Жан Расин и другие (Гинзбург) - страница 158

Приняв беспечной шутки вид,
Искусство правду говорит —
Ты сделал музу лучшей школой,
Где узнают добро и честь,
Где даже в реплике веселой Серьезность проповеди есть.
Пускай клеветники свой яд Разбрызгивают и вопят,
Что груб внутри ты и снаружи,
Уродлив, как ни поверни.
Будь ты хотя б немного хуже,
Не так бранились бы они.[48]

К Мольеру же он обратил свою вторую Сатиру – небольшое, но весьма примечательное сочинение. Как пишутся стихи, как приходит рифма? Возможно, есть гении – Мольер, очевидно, из их числа, – к которым рифма прилетает по первому зову или даже сама их ищет. Он, Буало, не таков. Поиски рифмы для него – мучительный, беспрестанный труд. То есть, он мог бы, конечно, как иные, как многие, строчить стих за стихом, набивая их расхожими образами и рифмами, которых тогдашний читатель ждал, как пушкинский читатель – рифмы «розы» к слову «морозы». Но это недостойно истинного поэта. Задача его не в том, чтобы найти два слова со схожими окончаниями. Задача в том, чтобы эта звуковая перекличка подчеркивала смысл, а не заменяла его; облегчала, а не затемняла его восприятие. И потому настоящий поэт должен работать, работать в поте лица, переделывать сочинение по сту раз, написавши четыре слова, зачеркнуть три из них – и начинать все сначала. А как же вдохновение, наитие, творческий жар? Что же, они вовсе не нужны поэту, и его ремесло дается любому в награду за трудолюбие? Нет, страсть и призвание – не пустые слова. Но это то, что неодолимо заставляет поэта вновь и вновь возвращаться к своему изнурительному, лишающему покоя и мирных наслаждений занятию, подвигает и впрямь «для звуков жизни не щадить» – а не то, чем можно подменить кропотливые, усердные, поверяемые разумом старания.

Буало читал свою Сатиру друзьям. Когда он, уже близясь к концу, произнес такие строки:

С пера глупца стихи стекают, как вода.
Он любит их писать и пишет без труда.
О муках творчества он знает понаслышке.
Без памяти влюблен он в собственные книжки.
Но ум возвышенный пытается найти
К вершине мастерства тернистые пути
Его сомненье жжет и недовольство гложет.
Всем нравится – себе понравиться не может, —

Мольер схватил его за руку и воскликнул: «Вот великая истина! Что до меня – поверьте, я за всю жизнь не сделал ничего, чем был бы доволен».

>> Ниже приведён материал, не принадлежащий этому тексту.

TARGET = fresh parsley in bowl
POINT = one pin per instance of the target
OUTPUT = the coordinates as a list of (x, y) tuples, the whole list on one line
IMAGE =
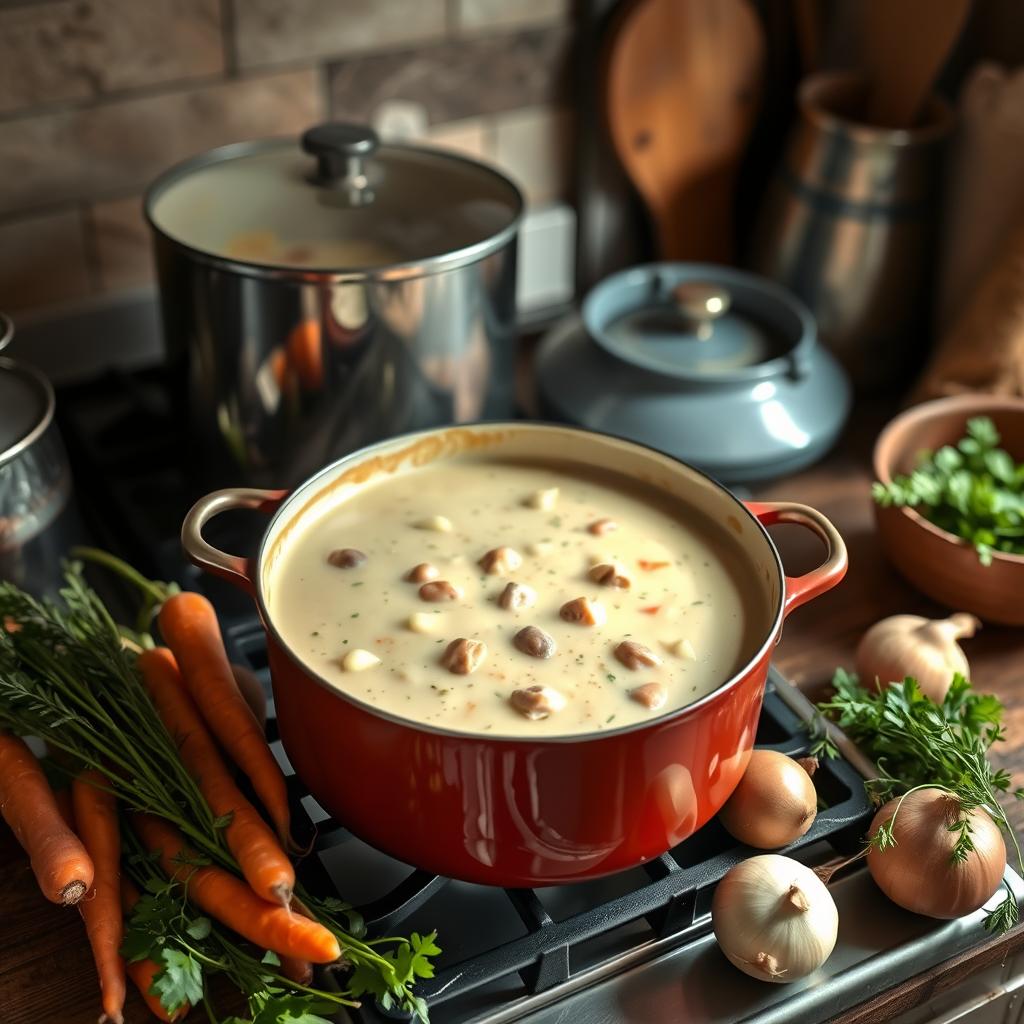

Казалось бы, забота о ясности и здравом смысле в поэзии, упорство в совершенствовании и тщательной отделке стиха, отношение к искусству как к мастерству – все это, как и уважительная любовь к Малербу, предшественнику и учителю в ремесле, должна была сближать Буало с Шапленом. Но нет. Во-первых, поэтическая практика у Шаплена далеко расходилась с его теоретическими воззрениями. Стих его был коряв, стиль многословен и невразумителен. А во-вторых – и, быть может, в-главных – он распоряжался королевскими пенсиями. Ни Буало, ни Фюретьер в число пенсионеров не попали. Буало возненавидел даже своего старшего брата, которому пенсия досталась; что же говорить о чувствах, которые он испытывал к Шаплену? В компании, собиравшейся в «Белом кресте», если кто и не питал жгучей вражды к Шаплену – подателю благ, то все от души потешались над Шапленом-поэтом. Луи Расин рассказывает, что его отец «был завсегдатаем обедов у знаменитого трактирщика, где собирались Буало, Шапель, Фюретьер и кое-кто еще. Трапезы эти оживлялись остроумными шутками, а каждый промах сурово наказывался. На столе лежала поэма Шаплена об Орлеанской деве, и сотрапезники определяли число стихов, которое должен был прочесть провинившийся, в зависимости от степени прегрешения. Оно было очень тяжким, если виновного присуждали к чтению двадцати строк; а решение осудить на чтение целой страницы считалось смертным приговором».